Thirty years ago, writer-director-star Frank Ripploh broke new ground and won plaudits and brickbats alike for Taxi zum Klo, his semi-autobiographical, thoroughly deromanticised portrait of a gay lifestyle. From its introductory shots of Vaseline on a nightstand and the slovenly protagonist's hairy arse to the endless cruising on and around drizzly, freezing-looking streets, Ripploh's film makes a concerted effort to get at the drab realities of what it was to be gay in a Berlin far removed from Christopher Isherwood's time: contemporary audiences will have to get over their giggles at the prominence accorded to dungarees, bulky 80s cash dispensers, drag queens who sashay round for tea and cakes, and the characters' facial hair.
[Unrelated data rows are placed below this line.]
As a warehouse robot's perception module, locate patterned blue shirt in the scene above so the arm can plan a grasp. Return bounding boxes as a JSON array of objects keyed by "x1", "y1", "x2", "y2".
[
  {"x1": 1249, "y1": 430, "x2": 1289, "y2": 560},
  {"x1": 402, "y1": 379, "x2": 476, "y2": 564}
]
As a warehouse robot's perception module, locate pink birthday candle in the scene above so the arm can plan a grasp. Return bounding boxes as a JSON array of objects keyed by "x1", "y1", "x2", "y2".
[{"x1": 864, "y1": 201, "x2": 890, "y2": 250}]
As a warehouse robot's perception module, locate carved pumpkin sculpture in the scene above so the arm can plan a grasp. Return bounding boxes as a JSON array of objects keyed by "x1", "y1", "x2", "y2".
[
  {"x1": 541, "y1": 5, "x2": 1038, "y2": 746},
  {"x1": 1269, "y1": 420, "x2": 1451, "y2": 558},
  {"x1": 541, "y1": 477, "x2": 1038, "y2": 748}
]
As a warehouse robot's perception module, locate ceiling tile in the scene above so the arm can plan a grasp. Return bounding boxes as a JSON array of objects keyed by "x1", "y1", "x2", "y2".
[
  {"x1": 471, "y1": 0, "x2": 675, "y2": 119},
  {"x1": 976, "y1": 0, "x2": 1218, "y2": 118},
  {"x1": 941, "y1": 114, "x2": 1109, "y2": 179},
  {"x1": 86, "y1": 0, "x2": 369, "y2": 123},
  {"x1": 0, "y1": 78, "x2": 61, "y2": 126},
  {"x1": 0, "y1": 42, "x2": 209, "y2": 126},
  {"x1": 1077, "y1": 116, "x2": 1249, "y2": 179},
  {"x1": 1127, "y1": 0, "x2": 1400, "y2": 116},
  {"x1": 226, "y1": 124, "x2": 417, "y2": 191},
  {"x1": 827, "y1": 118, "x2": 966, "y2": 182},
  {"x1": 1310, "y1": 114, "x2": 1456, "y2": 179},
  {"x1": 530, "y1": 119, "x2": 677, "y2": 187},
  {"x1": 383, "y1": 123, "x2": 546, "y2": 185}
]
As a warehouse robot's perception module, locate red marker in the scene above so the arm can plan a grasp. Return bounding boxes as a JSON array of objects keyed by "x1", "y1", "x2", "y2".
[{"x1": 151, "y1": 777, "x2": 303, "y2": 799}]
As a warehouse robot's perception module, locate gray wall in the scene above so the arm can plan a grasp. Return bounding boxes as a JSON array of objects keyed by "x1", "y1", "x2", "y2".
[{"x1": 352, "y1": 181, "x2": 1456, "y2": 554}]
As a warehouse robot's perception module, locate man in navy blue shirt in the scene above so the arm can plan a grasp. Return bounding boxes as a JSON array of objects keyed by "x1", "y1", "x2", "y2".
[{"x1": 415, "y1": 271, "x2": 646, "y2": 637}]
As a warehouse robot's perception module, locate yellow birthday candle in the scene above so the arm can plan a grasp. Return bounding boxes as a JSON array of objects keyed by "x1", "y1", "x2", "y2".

Here, hearts are drawn with piss in the snow - an act that in context assumes a kind of sweetness, and appears positively swooning by the time we get to the film's various rectal examinations.
Ripploh's most provocative touch lay in making his lead a schoolteacher - a former of tiny minds! - who's shown as just as capable as anybody else of separating their work from their sometimes chaotic personal life; that said, one early cut whisking Herr Ripploh directly from the classroom to the cubicle now appears to have been left in specifically to cause Fox News viewers and Daily Mail readers alike to explode in fury. (As it is, even when their teacher enters the room hungover and dressed as an Arabian princess, the kids seem to intuit exactly where he's coming from - they're perhaps representative of a new generation, the class of a soon-to-be-united Berlin, who'll turn out more accepting than their forefathers.)
What follows is a tragicomedy with porno inserts. Herr Ripploh tries to get some marking done in the loo when somebody rudely shoves their erect penis through an adjacent gloryhole, a situation I don't believe is covered in the current set of Ofsted guidelines. After a bout of unprotected sex, our man is obliged to enter into a gruesomely matter-of-fact conversation with a prostitute in the waiting room of an STD clinic. Flashframes of early erotica during a staff meeting suggest a hero with his mind very firmly on other things. The film's period tattiness occasionally gets in the way, yet it's just about possible to make out a very modern study (and critique) of the media; how its images come to change, and in certain cases, corrupt the way we come to look at ourselves and others.
These characters are enthusiastic consumers of television, radio and the press, bolstering their insecurities and whipping up their anxieties: the drag queen brings round an educational film warning of the dangers of pederasts, and Herr Ripploh takes up with a cinema manager, who has his own, rigidly framed set of ideas as to how their relationship should proceed. Taxi zum Klo's own images, rough-hewn and close to, well, the bone, offer a sort of corrective to what had previously been the norm: those deodorised, made up love stories that proceeded blithely unaware of their own sexual health. The film stood alone for a long while - that other gay German Fassbinder was too poetic, where Taxi is unapologetically all prose; Ripploh's other work (including a 1987 sequel, Taxi nach Cairo) never travelled outside of Germany - and only 25 years later did it find its perfect double-bill partner, in John Cameron Mitchell's Shortbus: another polysexual romp worrying away, in its own genial fashion, at the subject of intimacy, and how we get over the hang-ups we have to get to where we want to be in the bedroom - or, indeed, in the bathroom.
Taxi zum Klo is on selected release.